A alma resplandece nas radiações da matéria, e a Universidade Suprema paira, majestosa, sobre o Universo.

Que morre então? Rotos os laços que prendem a alma ao corpo, este, privado do fluido que o animava, que promovia nele o movimento, a energia, a renovação, o crescimento, passa ao estado de massa inerte, insensível, repelente (rude lição à vaidade humana!): e experimenta, pouco depois, a desintegração celular, que o torna repulsivo à vista e insuportável ao olfato.

Apolo de Belvedere, ou Vênus de Milo, dentro de poucas horas são cadáveres asquerosos, dentro de poucos dias são massas desconjuntadas: beleza, vaidade, orgulho, encantos, seduções, tudo confunde, ali, naquela papa nauseante e informe.

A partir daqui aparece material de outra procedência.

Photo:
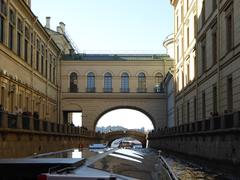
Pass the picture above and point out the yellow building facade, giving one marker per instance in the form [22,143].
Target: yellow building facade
[206,35]
[96,84]
[29,61]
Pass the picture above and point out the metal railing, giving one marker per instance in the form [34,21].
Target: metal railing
[215,123]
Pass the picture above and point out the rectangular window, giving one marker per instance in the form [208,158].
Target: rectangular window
[203,12]
[177,22]
[182,13]
[195,25]
[182,79]
[182,46]
[11,36]
[188,112]
[27,104]
[188,73]
[19,39]
[50,72]
[50,68]
[37,55]
[2,96]
[42,59]
[37,60]
[188,40]
[203,105]
[1,29]
[229,31]
[31,56]
[229,94]
[214,47]
[177,53]
[182,114]
[20,101]
[214,4]
[203,49]
[177,116]
[214,99]
[195,108]
[26,50]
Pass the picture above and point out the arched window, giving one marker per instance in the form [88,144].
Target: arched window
[125,82]
[141,82]
[90,82]
[158,82]
[73,82]
[107,82]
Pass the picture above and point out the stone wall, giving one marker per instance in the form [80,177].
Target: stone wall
[213,139]
[20,137]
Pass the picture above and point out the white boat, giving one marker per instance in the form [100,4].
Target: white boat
[97,146]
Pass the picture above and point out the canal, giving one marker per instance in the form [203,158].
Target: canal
[110,162]
[186,168]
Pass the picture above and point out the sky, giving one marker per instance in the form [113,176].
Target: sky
[111,26]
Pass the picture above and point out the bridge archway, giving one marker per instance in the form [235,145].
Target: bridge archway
[127,108]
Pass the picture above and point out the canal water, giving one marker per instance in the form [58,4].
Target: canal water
[132,164]
[123,163]
[189,170]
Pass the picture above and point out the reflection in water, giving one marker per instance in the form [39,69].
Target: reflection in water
[130,163]
[73,153]
[185,170]
[76,153]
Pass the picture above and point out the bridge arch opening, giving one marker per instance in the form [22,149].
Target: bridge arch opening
[124,118]
[126,142]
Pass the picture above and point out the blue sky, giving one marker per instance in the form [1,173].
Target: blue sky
[111,26]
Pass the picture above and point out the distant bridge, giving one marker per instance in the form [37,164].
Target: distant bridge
[111,136]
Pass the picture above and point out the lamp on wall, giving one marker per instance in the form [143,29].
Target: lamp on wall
[12,88]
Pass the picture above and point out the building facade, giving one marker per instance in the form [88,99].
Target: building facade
[207,58]
[96,84]
[29,61]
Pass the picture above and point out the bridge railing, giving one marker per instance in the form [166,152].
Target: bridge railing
[32,123]
[226,121]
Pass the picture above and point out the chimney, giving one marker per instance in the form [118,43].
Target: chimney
[48,22]
[62,26]
[59,30]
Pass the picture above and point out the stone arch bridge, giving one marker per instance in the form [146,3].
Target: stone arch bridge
[98,84]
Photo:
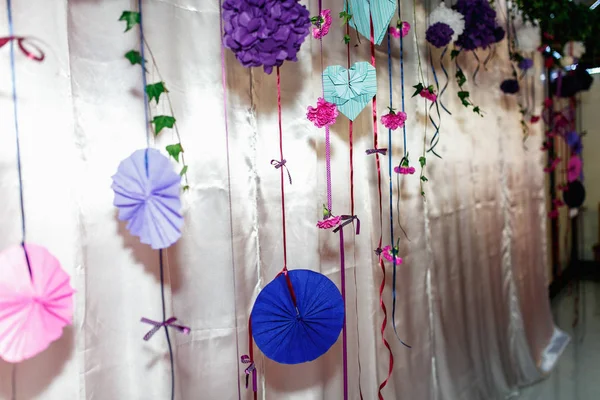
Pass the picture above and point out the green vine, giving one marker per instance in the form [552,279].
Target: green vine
[461,80]
[154,92]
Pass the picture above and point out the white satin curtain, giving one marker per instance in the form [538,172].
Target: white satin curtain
[471,293]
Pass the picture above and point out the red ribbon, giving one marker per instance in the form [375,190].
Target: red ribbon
[21,41]
[381,288]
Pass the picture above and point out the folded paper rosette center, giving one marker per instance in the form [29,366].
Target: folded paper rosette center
[292,336]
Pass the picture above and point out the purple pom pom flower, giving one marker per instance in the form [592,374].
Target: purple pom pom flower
[439,34]
[265,32]
[481,27]
[510,86]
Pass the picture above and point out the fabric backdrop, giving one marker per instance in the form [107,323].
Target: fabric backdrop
[471,293]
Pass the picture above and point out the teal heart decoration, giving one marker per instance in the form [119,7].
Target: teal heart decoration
[350,89]
[382,12]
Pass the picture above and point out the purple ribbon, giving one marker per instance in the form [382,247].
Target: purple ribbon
[168,323]
[279,164]
[378,151]
[348,220]
[250,369]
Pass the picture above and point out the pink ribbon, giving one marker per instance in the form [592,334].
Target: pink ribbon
[168,323]
[376,151]
[279,164]
[250,369]
[21,41]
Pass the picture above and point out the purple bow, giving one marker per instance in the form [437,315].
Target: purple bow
[250,369]
[168,323]
[279,164]
[348,220]
[378,151]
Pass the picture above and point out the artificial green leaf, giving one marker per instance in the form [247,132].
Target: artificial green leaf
[154,91]
[134,57]
[345,17]
[131,18]
[174,150]
[418,89]
[162,121]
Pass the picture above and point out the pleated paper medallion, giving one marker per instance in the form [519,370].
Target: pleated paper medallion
[292,336]
[147,194]
[33,309]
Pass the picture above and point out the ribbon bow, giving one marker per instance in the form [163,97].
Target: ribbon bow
[279,164]
[250,369]
[378,151]
[347,219]
[21,41]
[168,323]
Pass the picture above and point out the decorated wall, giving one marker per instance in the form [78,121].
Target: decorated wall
[439,213]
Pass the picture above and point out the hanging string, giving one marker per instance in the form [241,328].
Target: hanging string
[17,137]
[352,212]
[233,266]
[165,323]
[441,92]
[390,174]
[378,164]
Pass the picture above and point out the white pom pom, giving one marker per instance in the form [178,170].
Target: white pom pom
[528,38]
[574,49]
[453,19]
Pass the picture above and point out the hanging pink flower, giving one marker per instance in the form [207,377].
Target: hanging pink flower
[404,170]
[393,120]
[324,114]
[429,95]
[389,255]
[329,223]
[322,24]
[401,29]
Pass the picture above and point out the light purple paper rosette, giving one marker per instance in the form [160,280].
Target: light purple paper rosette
[147,194]
[265,32]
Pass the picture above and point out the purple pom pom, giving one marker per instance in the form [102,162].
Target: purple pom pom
[481,28]
[439,34]
[265,32]
[510,86]
[526,64]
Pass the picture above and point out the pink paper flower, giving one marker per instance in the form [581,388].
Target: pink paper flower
[323,25]
[386,252]
[428,95]
[404,170]
[329,223]
[394,120]
[324,114]
[401,29]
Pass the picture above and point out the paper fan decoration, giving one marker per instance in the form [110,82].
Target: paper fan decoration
[290,336]
[147,191]
[33,309]
[574,168]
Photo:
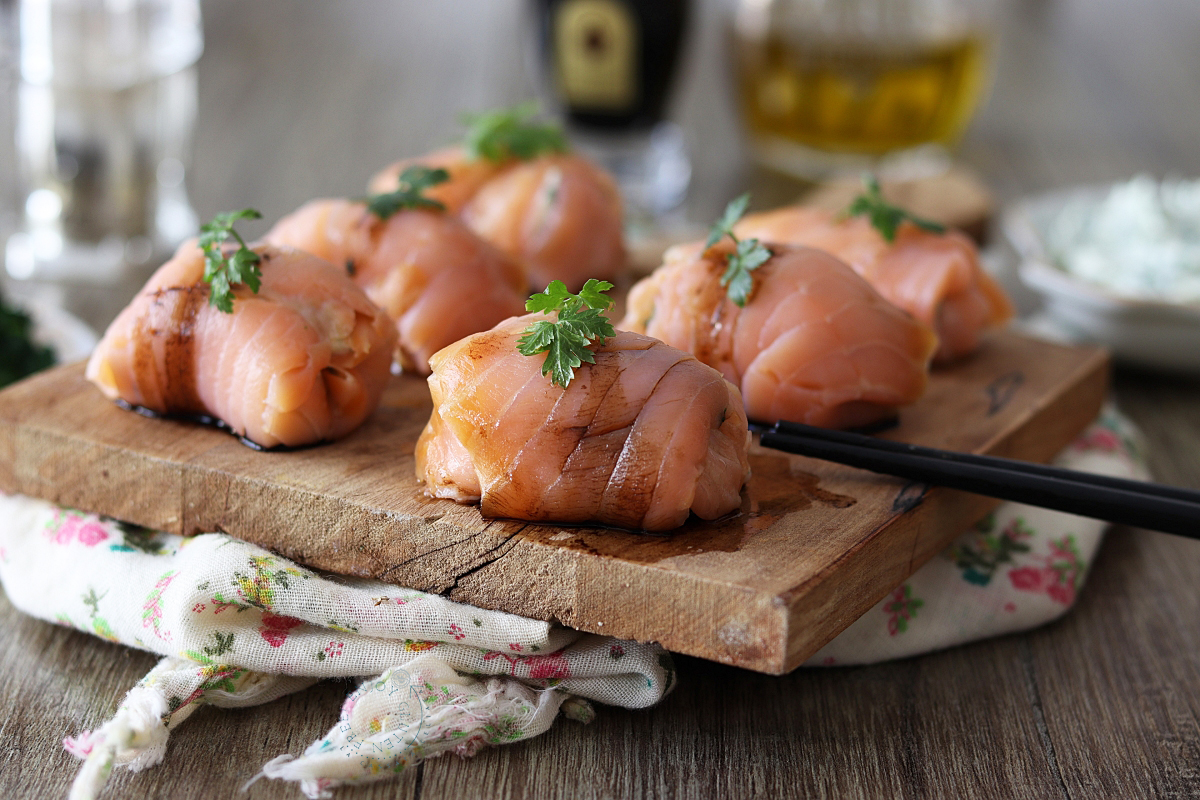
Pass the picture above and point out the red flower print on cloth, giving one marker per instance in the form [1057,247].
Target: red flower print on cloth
[72,525]
[552,667]
[1098,438]
[1057,577]
[276,627]
[901,607]
[549,667]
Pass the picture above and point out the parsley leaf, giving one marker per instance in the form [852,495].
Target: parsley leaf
[413,181]
[724,227]
[580,323]
[221,272]
[510,133]
[19,354]
[886,217]
[748,254]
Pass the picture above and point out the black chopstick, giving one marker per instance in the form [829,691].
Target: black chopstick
[1133,503]
[1032,468]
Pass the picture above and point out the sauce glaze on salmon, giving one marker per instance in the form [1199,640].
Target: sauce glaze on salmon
[426,269]
[640,439]
[935,277]
[304,360]
[815,343]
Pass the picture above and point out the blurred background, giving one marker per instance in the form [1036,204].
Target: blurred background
[271,103]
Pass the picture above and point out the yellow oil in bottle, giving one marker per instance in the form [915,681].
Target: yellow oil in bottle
[868,101]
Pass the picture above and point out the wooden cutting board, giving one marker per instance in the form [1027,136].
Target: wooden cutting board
[814,547]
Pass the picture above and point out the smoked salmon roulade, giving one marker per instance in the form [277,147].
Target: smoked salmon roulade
[814,343]
[934,276]
[516,184]
[304,360]
[426,269]
[640,439]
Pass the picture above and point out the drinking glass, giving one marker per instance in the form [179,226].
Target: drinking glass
[106,102]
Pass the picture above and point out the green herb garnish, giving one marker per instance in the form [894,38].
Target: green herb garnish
[413,181]
[222,274]
[19,355]
[886,217]
[580,323]
[748,254]
[510,133]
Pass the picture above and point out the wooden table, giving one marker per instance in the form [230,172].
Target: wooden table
[1104,703]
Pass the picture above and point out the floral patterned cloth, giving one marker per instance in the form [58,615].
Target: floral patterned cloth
[239,626]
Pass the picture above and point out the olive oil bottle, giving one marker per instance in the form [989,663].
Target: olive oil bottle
[869,101]
[840,82]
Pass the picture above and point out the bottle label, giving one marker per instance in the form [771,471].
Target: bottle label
[595,53]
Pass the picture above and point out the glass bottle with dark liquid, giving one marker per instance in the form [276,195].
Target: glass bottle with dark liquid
[610,66]
[611,61]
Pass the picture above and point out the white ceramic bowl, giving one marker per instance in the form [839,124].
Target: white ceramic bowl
[1147,332]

O túmulo, essa goela da terra, encarcera e traga o corpo; mas no bojo da terra a operação química se faz, e a matéria, já transformada, demanda situações novas exigidas por seus novos estados. Que desapareceu? A forma, meramente..

Mas a bondade, a, inteligência, a caridade, o amor, o bem, todas as grandes virtudes morais que brilhavam naqueles olhos tão belos, que se desferiam daqueles lábios tão puros, não as absorveu a campa; eram atributos das almas que animaram esses corpos e com elas se foram, lá para bem longe, lá para muito em cima, onde continuam a brilhar, onde resplandecem, bafejadas pelo sopro de Deus nas infinitas irradiações da luz.

Resta, portanto, o espírito no gozo da imortalidade. Ora, o espírito é que determina a personalidade moral. As qualidades intrínsecas do indivíduo são reveladas pelas aquisições espirituais. O que a alma é, o homem é. Pela essência e não pelo frasco é que se conhece o perfume. Tirem a alma, e o corpo irá abismar-se na campa; tirem a essência e o frasco irá confundir-se no cisco. O corpo e o frasco são envoltórios materiais em que as duas essências se contêm: desaparecidas estas, aqueles se tornam inúteis, voltam, por desagregação e transformação, ao laboratório que os produziu.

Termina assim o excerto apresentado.